In deze zaak gaat het om een hoger beroep van appellant tegen een besluit van het Centrum indicatiestelling zorg (CIZ) inzake de indicatie voor persoonlijke verzorging en begeleiding op basis van de Algemene Wet Bijzondere Ziektekosten (AWBZ). Appellant, die bekend is met psychiatrische en chronische pijnproblematiek, had op 11 januari 2011 een indicatie aangevraagd voor deze functies. CIZ kende appellant op 18 maart 2011 een indicatie toe voor persoonlijke verzorging en begeleiding in klasse 2, maar dit besluit werd later door appellant bestreden. De rechtbank Arnhem verklaarde het beroep van appellant ongegrond, maar appellant ging in hoger beroep.

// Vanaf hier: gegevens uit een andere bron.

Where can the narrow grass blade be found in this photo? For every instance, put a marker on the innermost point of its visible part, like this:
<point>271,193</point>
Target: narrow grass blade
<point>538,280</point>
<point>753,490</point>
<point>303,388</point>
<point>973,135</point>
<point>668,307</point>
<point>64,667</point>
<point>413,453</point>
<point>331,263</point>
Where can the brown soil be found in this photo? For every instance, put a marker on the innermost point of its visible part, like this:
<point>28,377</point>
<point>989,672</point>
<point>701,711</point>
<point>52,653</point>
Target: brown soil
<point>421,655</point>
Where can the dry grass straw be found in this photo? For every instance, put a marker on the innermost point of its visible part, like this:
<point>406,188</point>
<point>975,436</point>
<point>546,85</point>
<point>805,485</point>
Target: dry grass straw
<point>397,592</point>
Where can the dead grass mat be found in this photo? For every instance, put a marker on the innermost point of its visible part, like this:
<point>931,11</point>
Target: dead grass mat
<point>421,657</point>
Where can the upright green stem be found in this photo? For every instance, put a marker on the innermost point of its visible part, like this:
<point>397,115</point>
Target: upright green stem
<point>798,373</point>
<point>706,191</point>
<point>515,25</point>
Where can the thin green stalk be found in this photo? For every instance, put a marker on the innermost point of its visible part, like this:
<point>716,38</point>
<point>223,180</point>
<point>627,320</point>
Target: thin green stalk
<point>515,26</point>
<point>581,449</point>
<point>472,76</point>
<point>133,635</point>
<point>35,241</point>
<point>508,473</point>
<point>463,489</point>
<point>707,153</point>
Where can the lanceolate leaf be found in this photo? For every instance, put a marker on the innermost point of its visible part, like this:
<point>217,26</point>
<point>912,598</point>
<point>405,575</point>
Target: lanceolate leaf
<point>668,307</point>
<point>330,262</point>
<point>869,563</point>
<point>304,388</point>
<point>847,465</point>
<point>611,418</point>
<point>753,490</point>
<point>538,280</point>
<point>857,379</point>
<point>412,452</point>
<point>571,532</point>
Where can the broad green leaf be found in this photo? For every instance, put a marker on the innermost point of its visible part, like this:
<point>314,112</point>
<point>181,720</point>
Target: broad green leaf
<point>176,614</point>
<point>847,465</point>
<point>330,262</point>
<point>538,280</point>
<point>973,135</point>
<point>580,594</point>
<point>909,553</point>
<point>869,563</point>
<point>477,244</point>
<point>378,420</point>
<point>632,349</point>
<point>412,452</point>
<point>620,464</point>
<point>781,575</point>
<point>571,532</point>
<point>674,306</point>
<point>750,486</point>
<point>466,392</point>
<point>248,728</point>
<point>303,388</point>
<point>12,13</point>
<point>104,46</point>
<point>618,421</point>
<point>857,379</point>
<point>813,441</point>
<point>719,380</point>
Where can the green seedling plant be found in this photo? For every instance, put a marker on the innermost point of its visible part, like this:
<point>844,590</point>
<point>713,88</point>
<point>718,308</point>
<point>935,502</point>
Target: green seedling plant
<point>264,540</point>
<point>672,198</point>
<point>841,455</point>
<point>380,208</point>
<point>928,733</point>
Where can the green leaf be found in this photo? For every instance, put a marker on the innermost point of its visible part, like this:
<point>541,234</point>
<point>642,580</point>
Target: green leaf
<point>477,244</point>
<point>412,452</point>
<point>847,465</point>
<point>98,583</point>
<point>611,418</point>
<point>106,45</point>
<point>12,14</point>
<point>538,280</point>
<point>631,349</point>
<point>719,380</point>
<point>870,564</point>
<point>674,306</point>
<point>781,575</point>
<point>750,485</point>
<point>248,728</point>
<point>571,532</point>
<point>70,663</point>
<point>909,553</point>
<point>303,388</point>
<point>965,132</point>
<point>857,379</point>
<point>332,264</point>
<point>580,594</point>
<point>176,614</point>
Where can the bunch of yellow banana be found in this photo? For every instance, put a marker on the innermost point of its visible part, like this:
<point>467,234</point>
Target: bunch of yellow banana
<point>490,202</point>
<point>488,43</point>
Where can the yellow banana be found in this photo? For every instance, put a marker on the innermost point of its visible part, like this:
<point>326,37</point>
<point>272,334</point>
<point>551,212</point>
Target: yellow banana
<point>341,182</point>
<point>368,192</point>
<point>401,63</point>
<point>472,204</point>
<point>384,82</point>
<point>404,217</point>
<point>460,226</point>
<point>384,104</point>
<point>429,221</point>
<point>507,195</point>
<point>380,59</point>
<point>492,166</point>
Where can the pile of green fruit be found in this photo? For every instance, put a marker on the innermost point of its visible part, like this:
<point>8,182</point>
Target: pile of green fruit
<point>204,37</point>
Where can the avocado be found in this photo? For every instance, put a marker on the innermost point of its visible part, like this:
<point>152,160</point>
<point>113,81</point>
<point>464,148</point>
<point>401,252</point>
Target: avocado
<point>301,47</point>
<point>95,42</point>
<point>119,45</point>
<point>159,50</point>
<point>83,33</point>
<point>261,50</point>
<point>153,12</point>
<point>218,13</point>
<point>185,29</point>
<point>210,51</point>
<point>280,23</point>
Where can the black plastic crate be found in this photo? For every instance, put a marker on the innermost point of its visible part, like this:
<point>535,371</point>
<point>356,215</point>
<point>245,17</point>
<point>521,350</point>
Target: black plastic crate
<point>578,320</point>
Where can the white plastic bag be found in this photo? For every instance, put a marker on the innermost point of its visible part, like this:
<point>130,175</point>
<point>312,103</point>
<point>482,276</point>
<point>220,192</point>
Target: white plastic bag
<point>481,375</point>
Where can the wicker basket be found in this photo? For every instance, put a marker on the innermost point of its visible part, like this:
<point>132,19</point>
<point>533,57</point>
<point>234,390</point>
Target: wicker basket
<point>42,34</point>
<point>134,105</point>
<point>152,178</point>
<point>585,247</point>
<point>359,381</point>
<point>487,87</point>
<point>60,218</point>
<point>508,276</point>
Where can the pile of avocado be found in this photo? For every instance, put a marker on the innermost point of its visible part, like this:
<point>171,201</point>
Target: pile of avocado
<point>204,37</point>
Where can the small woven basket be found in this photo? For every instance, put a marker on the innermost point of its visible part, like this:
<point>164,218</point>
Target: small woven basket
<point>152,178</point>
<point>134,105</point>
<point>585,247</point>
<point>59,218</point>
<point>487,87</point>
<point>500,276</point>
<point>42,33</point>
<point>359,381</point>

De Centrale Raad van Beroep heeft de feiten en omstandigheden van de zaak zorgvuldig onderzocht. De Raad concludeert dat appellant ten tijde van de aanvraag al was uitbehandeld, wat betekent dat het bestreden besluit van CIZ niet goed gemotiveerd was. De Raad oordeelt dat de rechtbank niet heeft onderkend dat niet alle behandelmogelijkheden voor appellant zijn benut. De Raad vernietigt de aangevallen uitspraak en verklaart het beroep tegen het besluit van 12 juli 2011 gegrond. De rechtsgevolgen van het vernietigde besluit blijven echter in stand, omdat de Raad geen aanknopingspunten heeft gevonden om de omvang van de geïndiceerde zorg in de periode in geding als onjuist vast te stellen.
Daarnaast wordt CIZ veroordeeld in de proceskosten van appellant, die in totaal € 1.461,- bedragen, en moet CIZ het griffierecht van € 156,- aan appellant vergoeden. De uitspraak is gedaan op 16 april 2014.